Trinamool MP Derek O'Brien hit back by tweeting the dictionary definition of the word 'dignity' and saying "you can(not) teach lumpens to be dignified".
"dignity (noun) The state or quality of being worthy of honour and respect. You can't teach 'dignity'. Nor can you teach lumpens to be dignified. Here is a one-min video of what exactly happened today. Including the dignified response by Mamata Banerjee," Mr O'Brien said.
The chants that greeted Ms Banerjee this evening were a sobering reminder of the vicious election rhetoric that has dominated Bengal politics since the 2019 Lok Sabha election - when the "Jai Shri Ram" chant routinely used by BJP supporters to taunt Trinamool leaders, including Ms Banerjee.
Faced with that heckling, she lost her temper twice in the space of a few days and, the second time, charged at the people, calling them "criminals", "outsiders" and worse.
In June Ms Banerjee said that while respect slogans invoking Lord Ram, she had a problem with the BJP using them in a "misconceived manner by way of mixing religion with politics".
Although today was billed as a celebration of Netaji and his legacy, it rapidly devolved into a bitter squabble over who better honours the legendary figure.

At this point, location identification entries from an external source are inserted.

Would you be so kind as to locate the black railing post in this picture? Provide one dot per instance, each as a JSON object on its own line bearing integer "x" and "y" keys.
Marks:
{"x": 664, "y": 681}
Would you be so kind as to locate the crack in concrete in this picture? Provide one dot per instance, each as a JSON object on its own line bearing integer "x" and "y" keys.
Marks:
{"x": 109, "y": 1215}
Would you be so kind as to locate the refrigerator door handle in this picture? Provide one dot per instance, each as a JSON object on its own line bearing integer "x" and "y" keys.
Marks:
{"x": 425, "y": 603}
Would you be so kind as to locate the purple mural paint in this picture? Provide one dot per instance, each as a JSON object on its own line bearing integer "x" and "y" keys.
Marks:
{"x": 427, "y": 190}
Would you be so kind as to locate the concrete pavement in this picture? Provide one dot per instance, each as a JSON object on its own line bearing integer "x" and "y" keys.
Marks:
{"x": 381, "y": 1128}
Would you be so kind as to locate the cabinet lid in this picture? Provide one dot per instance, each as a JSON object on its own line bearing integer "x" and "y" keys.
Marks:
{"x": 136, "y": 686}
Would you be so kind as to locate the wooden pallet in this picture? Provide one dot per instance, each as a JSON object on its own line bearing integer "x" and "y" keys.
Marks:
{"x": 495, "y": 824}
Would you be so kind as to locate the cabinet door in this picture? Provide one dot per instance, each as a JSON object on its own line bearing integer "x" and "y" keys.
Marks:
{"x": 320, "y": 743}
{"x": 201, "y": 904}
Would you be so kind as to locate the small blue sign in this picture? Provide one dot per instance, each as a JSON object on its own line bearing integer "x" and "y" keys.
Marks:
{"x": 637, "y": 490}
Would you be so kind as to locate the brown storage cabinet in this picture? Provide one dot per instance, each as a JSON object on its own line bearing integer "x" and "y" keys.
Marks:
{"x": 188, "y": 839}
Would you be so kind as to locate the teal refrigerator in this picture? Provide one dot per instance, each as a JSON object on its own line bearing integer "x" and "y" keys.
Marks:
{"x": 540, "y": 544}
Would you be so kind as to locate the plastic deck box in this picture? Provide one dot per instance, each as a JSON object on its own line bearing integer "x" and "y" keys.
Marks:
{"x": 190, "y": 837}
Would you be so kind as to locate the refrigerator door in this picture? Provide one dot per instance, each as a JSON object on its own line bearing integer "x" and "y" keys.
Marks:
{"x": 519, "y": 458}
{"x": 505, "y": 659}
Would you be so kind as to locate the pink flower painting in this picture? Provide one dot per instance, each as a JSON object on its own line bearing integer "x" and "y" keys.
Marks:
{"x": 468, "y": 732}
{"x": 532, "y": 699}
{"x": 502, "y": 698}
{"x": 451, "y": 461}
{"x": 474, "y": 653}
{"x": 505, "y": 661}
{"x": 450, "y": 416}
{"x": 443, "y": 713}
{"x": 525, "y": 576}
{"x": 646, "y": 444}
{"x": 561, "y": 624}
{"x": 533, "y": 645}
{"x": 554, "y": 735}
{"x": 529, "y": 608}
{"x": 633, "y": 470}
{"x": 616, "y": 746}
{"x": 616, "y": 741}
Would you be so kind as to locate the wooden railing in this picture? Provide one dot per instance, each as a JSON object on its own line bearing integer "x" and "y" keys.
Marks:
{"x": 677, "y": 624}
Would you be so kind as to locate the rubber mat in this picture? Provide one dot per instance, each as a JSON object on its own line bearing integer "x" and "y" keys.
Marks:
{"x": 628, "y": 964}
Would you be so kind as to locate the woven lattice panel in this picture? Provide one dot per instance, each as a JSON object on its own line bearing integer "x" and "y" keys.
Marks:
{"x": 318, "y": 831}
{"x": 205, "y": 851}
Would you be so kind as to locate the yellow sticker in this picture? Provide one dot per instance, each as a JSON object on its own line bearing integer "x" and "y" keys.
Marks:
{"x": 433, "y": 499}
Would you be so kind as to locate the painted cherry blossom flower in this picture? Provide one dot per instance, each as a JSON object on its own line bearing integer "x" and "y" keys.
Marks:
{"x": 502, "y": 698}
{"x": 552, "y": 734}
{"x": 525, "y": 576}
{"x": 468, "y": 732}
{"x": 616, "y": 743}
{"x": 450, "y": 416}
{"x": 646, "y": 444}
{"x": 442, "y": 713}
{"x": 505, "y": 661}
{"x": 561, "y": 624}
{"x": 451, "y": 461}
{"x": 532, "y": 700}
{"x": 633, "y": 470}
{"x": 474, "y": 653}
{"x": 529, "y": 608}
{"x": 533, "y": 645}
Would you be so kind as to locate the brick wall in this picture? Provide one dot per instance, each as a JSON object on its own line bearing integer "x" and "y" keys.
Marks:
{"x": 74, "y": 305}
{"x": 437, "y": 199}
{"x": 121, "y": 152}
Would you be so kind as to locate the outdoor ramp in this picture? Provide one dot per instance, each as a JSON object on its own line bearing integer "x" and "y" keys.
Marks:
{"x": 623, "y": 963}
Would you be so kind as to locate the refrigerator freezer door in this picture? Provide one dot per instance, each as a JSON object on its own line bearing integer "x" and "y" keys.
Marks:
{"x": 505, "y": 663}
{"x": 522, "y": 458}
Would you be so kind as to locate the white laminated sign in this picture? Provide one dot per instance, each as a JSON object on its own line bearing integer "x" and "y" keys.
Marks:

Earlier, hours before the Prime Minister was due to land in Kolkata, Ms Banerjee attacked the centre for failing to declare the day a national holiday and build a memorial for Netaji. She also criticised the centre for calling today 'Parakram Diwas', instead of 'Deshnayak Diwas' as her government requested.
The Trinamool remains confident of winning re-election, but many believe the party faces an uphill struggle after a wave of leaders jumped ship to the BJP, starting with Suvendu Adhikari.
The ruling party, however, has brushed off these setbacks, comparing the Trinamool to an ocean and saying "a couple of mugs of water taken out of it make no difference".